Illya Darling is a musical with a book by Jules Dassin, music by Manos Hadjidakis, and lyrics by Joe Darion, based on Dassin's 1960 film Never on Sunday.
The show previewed in a tour of Philadelphia, Toronto and Detroit for nine weeks. After 22 previews, the Broadway production opened on April 11, 1967 at the Mark Hellinger Theatre and closed on January 13, 1968, after 320 performances and 22 previews. It was directed by Dassin, choreographed by Onna White, with scenic design by Oliver Smith, costume design by Theoni V. Aldredge, and lighting design by Jean Rosenthal.
Attendance was fueled by the star wattage provided by Melina Mercouri, who was nominated for a Tony Award, in the title role. She had starred in the film, which managed to overcome the mostly lukewarm to negative reviews. Critics found the plot too slight.
Other cast members included Orson Bean as Homer Thrace, Nikos Kourkoulos (who was also nominated for a Tony) in his Broadway debut as Tonio, and Hal Linden as No Face. After closing on Broadway, the show went on tour with Cyd Charisse as Illya.
The production was nominated for six Tony Awards, including Best musical, score, direction and choreography, but it did not win any.
The musical was presented by the Greek American Theatre Company of Los Angeles, running March 2003 to May 2003.
Illya, a carefree prostitute, plies her trade in the port town of Piraeus outside Athens. With no set rates, no pimp, and an inclination to sleep only with men she likes, she differs dramatically from the other local ladies-of-the-evening. Their pimp, Garbage, works for the mysterious No Face, who charges the girls exorbitant rents. Into her life comes Homer Thrace, a priggish American in search of the glories of Ancient Greece.

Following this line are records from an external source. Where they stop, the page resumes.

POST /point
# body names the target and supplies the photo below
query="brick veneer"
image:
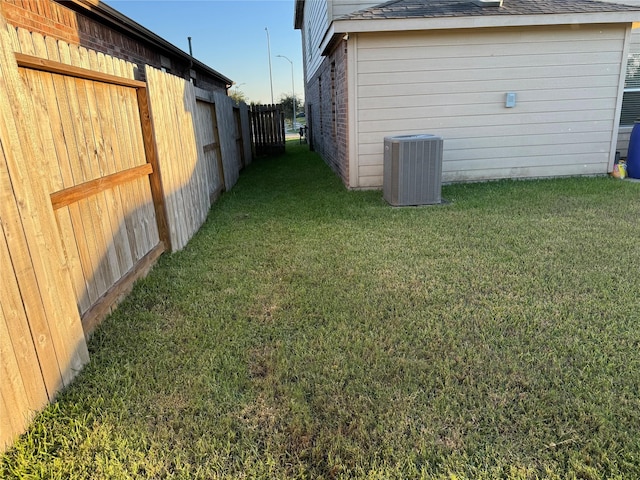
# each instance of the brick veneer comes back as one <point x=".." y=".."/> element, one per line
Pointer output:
<point x="54" y="20"/>
<point x="326" y="100"/>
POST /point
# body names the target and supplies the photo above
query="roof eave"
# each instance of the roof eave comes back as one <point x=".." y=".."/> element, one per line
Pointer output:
<point x="112" y="17"/>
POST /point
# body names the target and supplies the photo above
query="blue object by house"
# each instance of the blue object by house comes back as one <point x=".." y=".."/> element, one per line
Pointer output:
<point x="633" y="155"/>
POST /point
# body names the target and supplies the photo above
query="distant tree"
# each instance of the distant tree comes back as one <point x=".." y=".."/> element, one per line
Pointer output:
<point x="287" y="105"/>
<point x="237" y="95"/>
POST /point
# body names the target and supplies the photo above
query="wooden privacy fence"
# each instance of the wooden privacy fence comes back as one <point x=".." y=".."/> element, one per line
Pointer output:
<point x="267" y="129"/>
<point x="100" y="174"/>
<point x="201" y="152"/>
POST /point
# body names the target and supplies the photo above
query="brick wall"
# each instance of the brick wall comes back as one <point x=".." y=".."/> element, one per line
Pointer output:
<point x="326" y="100"/>
<point x="54" y="20"/>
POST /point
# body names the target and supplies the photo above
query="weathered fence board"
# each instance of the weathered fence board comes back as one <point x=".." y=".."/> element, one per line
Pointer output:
<point x="198" y="153"/>
<point x="42" y="343"/>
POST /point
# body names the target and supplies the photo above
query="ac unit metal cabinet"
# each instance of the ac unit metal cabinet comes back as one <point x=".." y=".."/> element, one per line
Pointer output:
<point x="412" y="170"/>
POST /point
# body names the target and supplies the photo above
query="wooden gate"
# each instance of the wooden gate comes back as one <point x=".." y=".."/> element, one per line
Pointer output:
<point x="102" y="180"/>
<point x="267" y="129"/>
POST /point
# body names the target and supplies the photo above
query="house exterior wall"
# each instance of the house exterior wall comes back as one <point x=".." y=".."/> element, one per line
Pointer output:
<point x="327" y="115"/>
<point x="453" y="84"/>
<point x="51" y="19"/>
<point x="634" y="56"/>
<point x="316" y="23"/>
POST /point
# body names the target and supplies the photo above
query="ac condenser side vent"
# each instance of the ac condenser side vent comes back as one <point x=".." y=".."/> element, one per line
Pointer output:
<point x="412" y="170"/>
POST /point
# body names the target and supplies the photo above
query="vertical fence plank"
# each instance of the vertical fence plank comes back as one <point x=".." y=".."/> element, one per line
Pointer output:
<point x="267" y="122"/>
<point x="36" y="229"/>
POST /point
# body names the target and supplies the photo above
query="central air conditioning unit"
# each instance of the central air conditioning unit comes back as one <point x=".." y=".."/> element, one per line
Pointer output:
<point x="412" y="170"/>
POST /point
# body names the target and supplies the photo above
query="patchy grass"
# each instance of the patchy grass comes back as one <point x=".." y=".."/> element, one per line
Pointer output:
<point x="312" y="332"/>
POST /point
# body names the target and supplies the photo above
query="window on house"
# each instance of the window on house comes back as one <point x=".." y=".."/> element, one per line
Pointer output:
<point x="631" y="95"/>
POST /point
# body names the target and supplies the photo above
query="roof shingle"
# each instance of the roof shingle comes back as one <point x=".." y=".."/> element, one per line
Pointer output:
<point x="397" y="9"/>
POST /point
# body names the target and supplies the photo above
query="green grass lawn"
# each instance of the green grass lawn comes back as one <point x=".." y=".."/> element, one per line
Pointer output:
<point x="312" y="332"/>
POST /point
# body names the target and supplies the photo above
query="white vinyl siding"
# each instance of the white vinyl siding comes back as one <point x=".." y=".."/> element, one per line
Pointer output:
<point x="453" y="84"/>
<point x="316" y="23"/>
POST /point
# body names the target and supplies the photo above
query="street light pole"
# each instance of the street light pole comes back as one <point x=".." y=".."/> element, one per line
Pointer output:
<point x="293" y="92"/>
<point x="269" y="51"/>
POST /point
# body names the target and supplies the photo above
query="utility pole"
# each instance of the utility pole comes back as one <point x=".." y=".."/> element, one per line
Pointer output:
<point x="269" y="51"/>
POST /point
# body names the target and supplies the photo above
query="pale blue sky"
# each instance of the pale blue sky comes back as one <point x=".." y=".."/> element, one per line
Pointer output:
<point x="230" y="36"/>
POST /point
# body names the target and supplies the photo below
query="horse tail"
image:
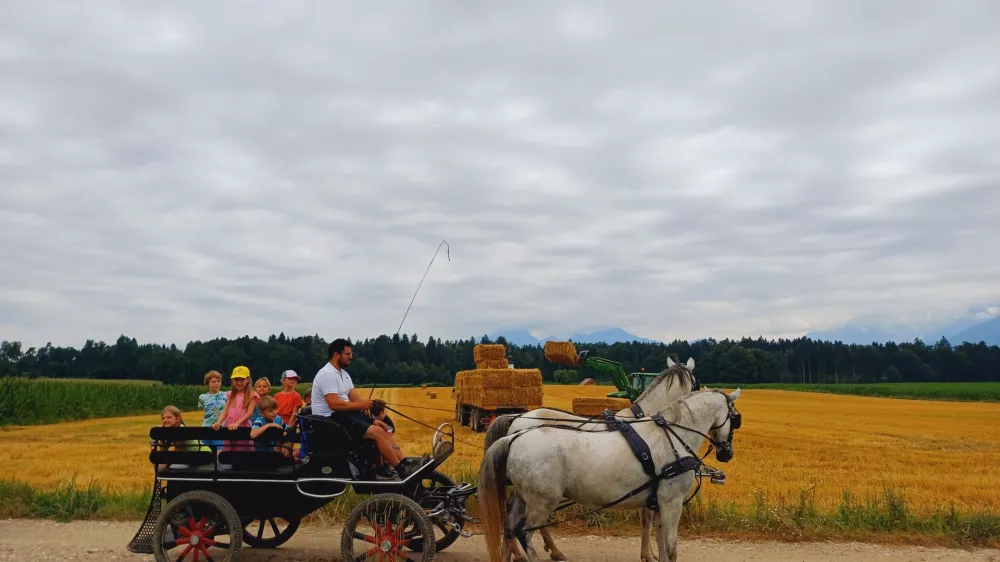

Attracted by Illya's physical charms, he decides to teach her about the classics and to help her become a cultured lady, while she in turn introduces him to sensual pleasures. Homer's lesson plan is to separate her from her friends and the virile Tonio. Neither ends up happier.
Jack Gaver wrote that although there were attracive things about the musical "it is a fact that any commercial success this new musical may have depends largely upon public interest in its Greek star. Tuesday night's arrival at the Mark Hellinger Theatre lacks solid, over-all appeal, so the international reputation of Miss Mercouri as a movie star with a tremendous sex image and a volatile acting style is really on the line...there is exuberance in the several dance numbers, the score has some rousing numbers and there are excellent portrayals in top roles."
According to Steven Suskin, the musical was "the season's biggest star-vehicle with the biggest advance sale: Melina Mercouri in the "Never on Sunday" musical, Illya Darling. Not so darling, as it turned out; the charm of the 1960 low-budget Greek-language film was overblown into a full-scale Broadway affair with a distinct lack of charm or skill."